Apriamo questa rubrica con una domanda rivolta al cielo, più precisamente all’etere attraverso il quale il suono del nuovo album dei Drab Majesty si propaga ed arriva alle nostre orecchie; la domanda è aperta, mentre la risposta è un continuo divenire e non nego che potrà ancora cambiare nel tempo, oscillare, evolvere, trasformarsi totalmente, magari a seconda di come ci si sente, il che non sarebbe una grossa novità in teoria, ma in questo caso…
In questo caso continuo a rimanere sospeso tra il dire ed il fare e, nonostante abbia ascoltato questo album subito, immediatamente, appena uscito durante una caldissima mattina di agosto, non nascondo di averci riprovato ancora e ancora e ancora ogni volta trovando nuovi risvolti e provando nuove sensazioni.

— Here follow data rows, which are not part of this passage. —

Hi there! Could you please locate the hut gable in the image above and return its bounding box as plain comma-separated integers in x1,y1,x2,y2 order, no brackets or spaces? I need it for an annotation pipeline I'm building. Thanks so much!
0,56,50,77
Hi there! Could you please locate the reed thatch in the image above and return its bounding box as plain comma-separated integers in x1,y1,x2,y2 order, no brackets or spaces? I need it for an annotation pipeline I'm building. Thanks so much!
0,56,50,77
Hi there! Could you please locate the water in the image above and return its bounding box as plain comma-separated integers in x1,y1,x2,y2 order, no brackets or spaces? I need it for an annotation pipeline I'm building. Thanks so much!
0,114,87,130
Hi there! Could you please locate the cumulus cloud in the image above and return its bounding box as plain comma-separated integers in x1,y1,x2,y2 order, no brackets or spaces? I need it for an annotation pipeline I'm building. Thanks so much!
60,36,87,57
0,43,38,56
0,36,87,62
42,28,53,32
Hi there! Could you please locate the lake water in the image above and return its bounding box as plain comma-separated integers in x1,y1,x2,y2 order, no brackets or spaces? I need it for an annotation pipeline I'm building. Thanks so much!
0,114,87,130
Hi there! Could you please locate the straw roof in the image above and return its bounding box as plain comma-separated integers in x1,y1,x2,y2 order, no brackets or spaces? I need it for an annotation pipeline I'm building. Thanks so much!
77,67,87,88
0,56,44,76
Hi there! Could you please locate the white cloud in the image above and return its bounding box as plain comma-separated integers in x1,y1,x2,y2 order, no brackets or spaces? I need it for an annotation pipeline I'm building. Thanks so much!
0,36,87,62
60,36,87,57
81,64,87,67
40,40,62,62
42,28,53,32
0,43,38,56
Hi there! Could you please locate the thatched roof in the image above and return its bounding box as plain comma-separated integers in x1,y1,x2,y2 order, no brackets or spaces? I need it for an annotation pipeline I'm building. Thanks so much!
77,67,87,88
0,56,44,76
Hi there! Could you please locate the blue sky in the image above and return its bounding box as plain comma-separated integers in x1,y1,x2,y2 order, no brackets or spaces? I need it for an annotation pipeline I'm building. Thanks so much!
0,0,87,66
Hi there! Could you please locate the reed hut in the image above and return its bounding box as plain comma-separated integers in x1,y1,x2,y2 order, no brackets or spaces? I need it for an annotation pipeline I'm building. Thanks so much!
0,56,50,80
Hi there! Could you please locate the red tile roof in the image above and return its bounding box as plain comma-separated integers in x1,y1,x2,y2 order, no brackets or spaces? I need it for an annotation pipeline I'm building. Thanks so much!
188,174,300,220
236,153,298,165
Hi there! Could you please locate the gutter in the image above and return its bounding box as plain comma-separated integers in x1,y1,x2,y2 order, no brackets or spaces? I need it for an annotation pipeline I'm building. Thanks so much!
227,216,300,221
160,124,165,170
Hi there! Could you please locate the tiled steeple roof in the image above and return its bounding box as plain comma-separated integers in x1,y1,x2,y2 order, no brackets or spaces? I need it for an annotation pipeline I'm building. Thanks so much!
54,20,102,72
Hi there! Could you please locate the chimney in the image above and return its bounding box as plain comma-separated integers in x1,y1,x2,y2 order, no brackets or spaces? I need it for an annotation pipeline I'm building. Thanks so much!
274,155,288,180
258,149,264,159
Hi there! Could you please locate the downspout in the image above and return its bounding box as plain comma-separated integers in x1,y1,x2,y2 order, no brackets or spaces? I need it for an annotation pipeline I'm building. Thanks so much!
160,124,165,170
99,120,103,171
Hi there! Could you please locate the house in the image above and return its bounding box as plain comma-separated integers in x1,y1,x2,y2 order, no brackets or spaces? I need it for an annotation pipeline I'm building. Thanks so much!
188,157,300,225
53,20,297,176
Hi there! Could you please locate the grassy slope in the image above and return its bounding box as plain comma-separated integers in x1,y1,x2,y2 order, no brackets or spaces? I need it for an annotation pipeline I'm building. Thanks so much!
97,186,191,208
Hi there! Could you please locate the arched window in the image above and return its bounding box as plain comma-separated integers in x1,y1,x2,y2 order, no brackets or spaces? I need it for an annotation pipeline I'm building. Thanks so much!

Andiamo con ordine, questo è l’album che nessuna persona al mondo, almeno, intendo, tra tutte quelle che hanno adorato i Drab Majesty negli anni 201X, avrebbe mai pensato di ascoltare, anche perché è un EP e quindi forse ascrivibile in una parentesi – addirittura io avevo pensato una colonna sonora, similmente a quanto fatto dai Boy Harsher con ‘The Runner’ – e invece ‘An Object In Motion’ è da prendere con la leggerezza dell’ espressione sincera di una band che si può solo che rispettare.
Insomma, quasi niente Synth, quasi niente voci cavernose, anzi eccoci subito al feat di Rachel Goswell in ‘Vanity’ – fresca di nuovo album qui – e poi altre due tracce di puro songwriting espanso ai massimi livelli, senza reminiscenze new wave bensì, a volte, quasi da western di Sergio Leone, colate laviche di arpeggi, frasi, espansioni oniriche da fase rem fino al climax dei quindici minuti di ‘Yield To Force’.
Bello? Interessante? Si e si ed anche contemporaneamente non lo so, ed il perché lo scopriremo forse, anzi lo scopriranno, fra almeno trent’anni.